An alternative approach to treating imbalanced data is to redress ratio of “rare” and “common” values in a dataset by strategic resampling. Inspired by a similar problem of imbalanced classes in classification, Torgo et al. (2015) proposed two resampling strategies for continuous outcomes in regression analysis. Both methods rely on the notion of relevance (Torgo & Ribeiro, 2007), a function mapping output variable domain to [0, 1]. Relevance is inversely proportional to probability density function of the output variable with rarer observations having higher relevance and more common observations having lower relevance. Choosing a relevance threshold allows one to divide the dataset into two subsets: “common” observations and “rare” observations. Torgo et al. propose two schemes: (i) undersampling of common observations (undersampler) and (ii) undersampling of common observations combined with oversampling of rare observations (SmoteR). Both schemes attempt to create a more balanced dataset allowing for a better representation of values in low probability density areas. Undersampling consists of randomly selecting a subset of normal observations of a pre-specified size. In oversampling, additional “synthetic” rare observations are created by interpolation between existing rare cases and one of its k nearest neighbours. Any regressor can then be applied to a new, re-balanced dataset.

Both, undersampling and SmoteR, are honed towards datasets with rare values concentrated in tail(s) of the distribution. For such distributions, relevance function can be easily calculated and has one or two “relevance bumps”—areas of high relevance, local maxima. However, for more sophisticated distributions (e.g. bimodal), the user has to provide bespoke parameters for construction of the relevance function. This is in contrast to our method, where binning of data is automated via a chosen discretization method. We note that these resampling methods can also be used as part of our proposed framework (see Sect. 6).

3 Methodology

3.1 Algorithm

The original algorithm is described formally in Algorithm 1 and the extension in Algorithm 2. However, we also provide an informal description of the extended algorithm below and a descriptive figure (see Fig. 2). Like the original algorithm, the proposed extension is also split into a build and a prediction phase. In the build phase, the required inputs are a learning set with a continuous response one is interested in modelling, a specified maximum bin size, an unsupervised discretizer, and classification and regression algorithms of one’s choosing. The following steps are performed:

1.
Discretize the learning set into n bins, where n runs from 1 to the maximum bin size. Note that \(n=1\) is the base case and so no discretization is performed. For example, for a maximum bin size of 3, we end up with three response sets: set 1—base case, set 2—learning set discretized into 2 bins, and set 3—learning set discretized into 3 bins (see Fig. 1).
2.
Build a regressor for the base case. For response sets 2 up to the specified maximum bin size, build a single classifier which classifies whether a new sample belongs to a certain bin, and build a regressor for each bin. Therefore, a single classifier and two regressors are built for response set 2, a single classifier and 3 regressors are built for response set 3, and so on.
3.
Learn weights that will be used for combining the predictions from the different response sets using the standard stacking procedure. That is, for each response set, generate a meta-feature using the previous two steps and learn combining weights that will be applied to the predictions made for unseen samples. Using these meta-features, also identify the single best performing bin size, which may be the base case.

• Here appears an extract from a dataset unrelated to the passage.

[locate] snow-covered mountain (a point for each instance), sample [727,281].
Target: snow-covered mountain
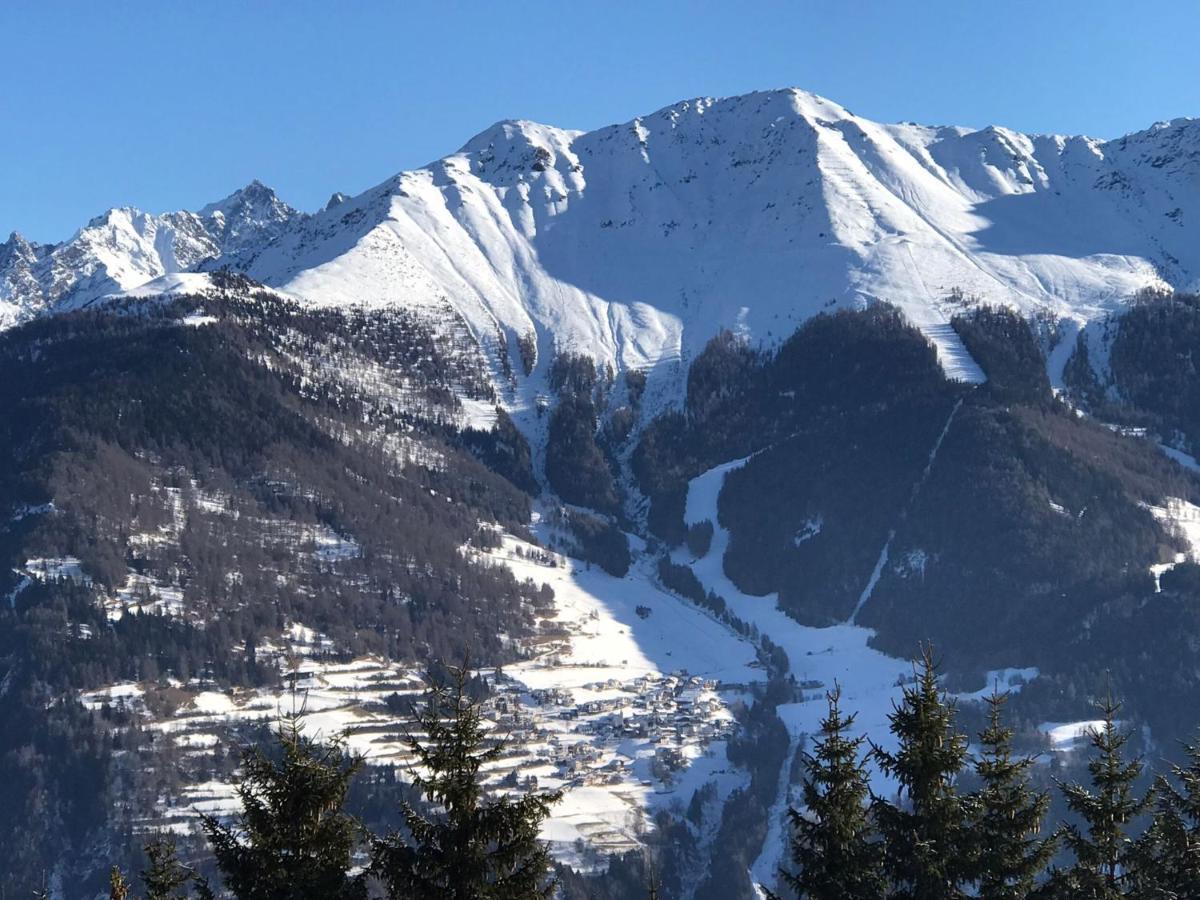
[126,247]
[636,241]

It is worth noting that depending on the choice of discretizer and response, one can specify a maximum bin size that is too large, and the number of discretized bins fails to reach the specified size. In this case, the algorithm can be implemented in such a way that it automatically detects the maximum possible bin size before any models are built. This can be achieved by splitting the learning set response into random cross-validation folds, then holding out each fold and attempting to discretize the remaining values at the specified maximum bin size. The minimum discretization size achieved during this cross-validation procedure is chosen as the new maximum. This is how we implemented the algorithm in our evaluation. Given a new sample, the following is performed in the prediction phase:

1.
Make predictions for the base case using the base case regressor. Then for response sets 2 up to the maximum bin size, make predictions using the regressors and aggregate them using the paired classifier.
2.
After the previous step, one should be left with a number of predictions equal to the maximum bin size. These predictions are then aggregated using the weights from (3) in the building phase. The single best performing bin size can also be identified using the results from (3) in the building phase.

3.2 Considerations

A major consideration is that of practicality from a model building computational expense perspective. Imagine that one has a response they are interested in predicting and let s be the determined maximum bin size. This means that \(s-1\) classifiers and \(\sum _{l=1}^{s}l\) regressors will be built, making a total of \((s-1) + \sum _{l=1}^{s}l\sim s^2\) models, excluding any additional models built to determine the best hyperparameters for the chosen learning algorithms. Given the k cross-validation folds required to learn the combining weights, the total number of required models built during the learning phase is \(k((s-1) + \sum _{l=1}^{s}l) + (s-1) + \sum _{l=1}^{s}l \sim ks^2\) or \(\mathcal {O}(s^2)\) models, which is more expensive than the 2s or \(\mathcal {O}(s)\) models built in the original algorithm. Intuitively, the obvious benefits of this additional computational cost are that (i) one need not know the best performing bin size apriori, and can specify an arbitrarily large value for the maximum bin size, which the algorithm will automatically scale to the most viable, and (ii) between the weighted prediction and the identified best bin, one is guaranteed to never do significantly worse than the base case.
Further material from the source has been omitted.